Walter was crouching down with his arm around a spectacularly muscled, loinclothed man in his early thirties who was leaning affectionately against him. My jaw dropped. Behind crowded a whole army of pared athletes all naked but for a little strip of the Javanese
batik
cloth. Walter turned to me. “My friend Limbak,” he introduced loudly in Malay and glowed with paternal pride. Balinese theatre uses the technique of a narrator addressing low characters who are there just to provide someone to be talked to. This, I foresaw, was to be my part. “The greatest
baris
dancer on the island.” Limbak blushed. I knew the
baris
, a demanding military dance that came in a hundred different variants. In Sanur, it was said, they had a form where the men dressed up with glasses, stuck their teeth out and imitated Chinese; elsewhere women imitated men. “But we've moved him on a notch or two. Wait till you see.”

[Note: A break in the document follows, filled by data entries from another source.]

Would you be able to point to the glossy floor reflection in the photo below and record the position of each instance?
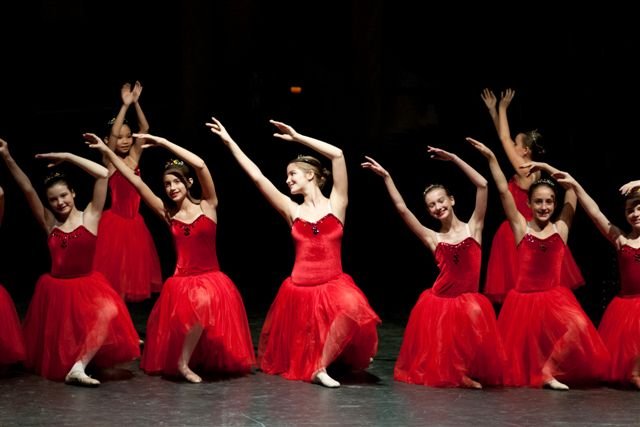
(370, 398)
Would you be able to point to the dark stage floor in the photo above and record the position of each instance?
(371, 399)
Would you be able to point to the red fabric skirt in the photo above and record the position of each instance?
(309, 327)
(212, 301)
(502, 267)
(546, 326)
(447, 339)
(71, 317)
(11, 340)
(620, 331)
(127, 256)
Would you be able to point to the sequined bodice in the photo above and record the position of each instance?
(629, 267)
(521, 197)
(539, 262)
(71, 253)
(318, 250)
(125, 200)
(459, 266)
(195, 245)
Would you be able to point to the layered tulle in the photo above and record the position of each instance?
(11, 340)
(548, 329)
(620, 331)
(72, 317)
(448, 339)
(126, 255)
(212, 301)
(309, 327)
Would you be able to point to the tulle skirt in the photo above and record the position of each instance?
(309, 327)
(550, 326)
(502, 267)
(127, 256)
(71, 317)
(447, 339)
(11, 340)
(212, 301)
(620, 331)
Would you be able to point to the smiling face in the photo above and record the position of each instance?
(439, 203)
(542, 202)
(61, 199)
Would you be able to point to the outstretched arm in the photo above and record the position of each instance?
(426, 235)
(476, 222)
(154, 202)
(629, 186)
(515, 218)
(608, 230)
(93, 211)
(339, 196)
(283, 204)
(490, 101)
(43, 216)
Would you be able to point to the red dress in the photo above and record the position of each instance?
(620, 325)
(11, 340)
(126, 253)
(452, 330)
(540, 317)
(75, 311)
(198, 293)
(502, 268)
(319, 314)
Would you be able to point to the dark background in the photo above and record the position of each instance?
(380, 78)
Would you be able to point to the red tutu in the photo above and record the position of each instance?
(536, 324)
(309, 327)
(125, 251)
(71, 317)
(620, 331)
(11, 340)
(447, 339)
(211, 300)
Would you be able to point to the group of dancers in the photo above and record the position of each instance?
(77, 316)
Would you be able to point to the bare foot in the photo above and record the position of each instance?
(324, 379)
(189, 375)
(554, 384)
(81, 379)
(469, 383)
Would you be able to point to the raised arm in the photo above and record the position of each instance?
(476, 222)
(93, 211)
(629, 186)
(200, 168)
(608, 230)
(154, 202)
(281, 202)
(570, 199)
(339, 194)
(516, 220)
(426, 235)
(490, 101)
(43, 216)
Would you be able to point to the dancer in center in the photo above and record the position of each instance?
(319, 316)
(451, 338)
(547, 336)
(199, 321)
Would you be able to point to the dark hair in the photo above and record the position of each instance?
(310, 163)
(531, 140)
(540, 183)
(179, 169)
(432, 187)
(56, 177)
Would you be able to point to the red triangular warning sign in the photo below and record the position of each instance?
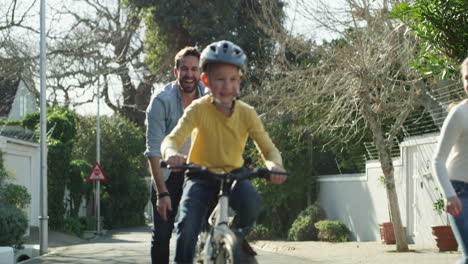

Von Plessen was hovering, rudely overshadowing, nervously puffing. “Christ, Walter. All these people. At the rehearsal we had a dozen. I thought you hated Wagner. Next thing you'll be using fucking dwarves with tuned anvils. Wait, of course.” He clapped his hand nastily to his forehead. “That's the iron
gamelan
of the Bali Aga you were telling us all about at such length the other day.” Even more nastily. “How much is this costing us? Can't we cut it down?” Walter ignored him.